---
title: "Generate questions and answers from any document using AI"
description: "How to use OpenAI GPT models, Langchain, and Doctran to generate questions and answers from long documents"
author: "Bartosz Mikulski"
author_bio: "Principal AI Engineer & MLOps Architect. I bridge the gap between \"it works in a notebook\" and \"it works for 200 million users.\""
author_url: https://mikulskibartosz.name
author_linkedin: https://www.linkedin.com/in/mikulskibartosz/
author_github: https://github.com/mikulskibartosz
canonical_url: https://mikulskibartosz.name/use-ai-to-generate-questions-and-answers
---

Have you ever read the terms of service? It would be great to know what is in the document without reading the entire text. Let's use AI to generate questions and answers from HuggingFace terms of service.

Of course, **it's a terrible idea to read an automatically generated summary instead of the entire legal document**, so please read the Terms of Service, Privacy Policy, Content Policy, and Code of Conduct if you are going to use HuggingFace. But we can still use the terms of service as an example for a tutorial.

Terms of service are long documents. If we have a model with a large enough prompt window, we can pass the entire document to the model. But even if HuggingFace terms of service fit in the prompt, I bet Oracle or Microsoft's terms of service would not fit.

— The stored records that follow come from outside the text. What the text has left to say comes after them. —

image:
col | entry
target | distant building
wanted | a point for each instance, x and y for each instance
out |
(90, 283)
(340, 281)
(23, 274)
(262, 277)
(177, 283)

Therefore, the first problem is splitting the text into smaller chunks. We can't break the document at arbitrary points because we would cut words in half. We need to split the text at the end of the paragraph or the end of the sentence. If that's not possible, we can break the text at the end of the word.

The requirement sounds tricky, but Langchain has a built-in text splitter for this purpose. It's called `RecursiveCharacterTextSplitter`. The splitter splits the document into chunks but tries to preserve entire paragraphs or, at least, sentences or words.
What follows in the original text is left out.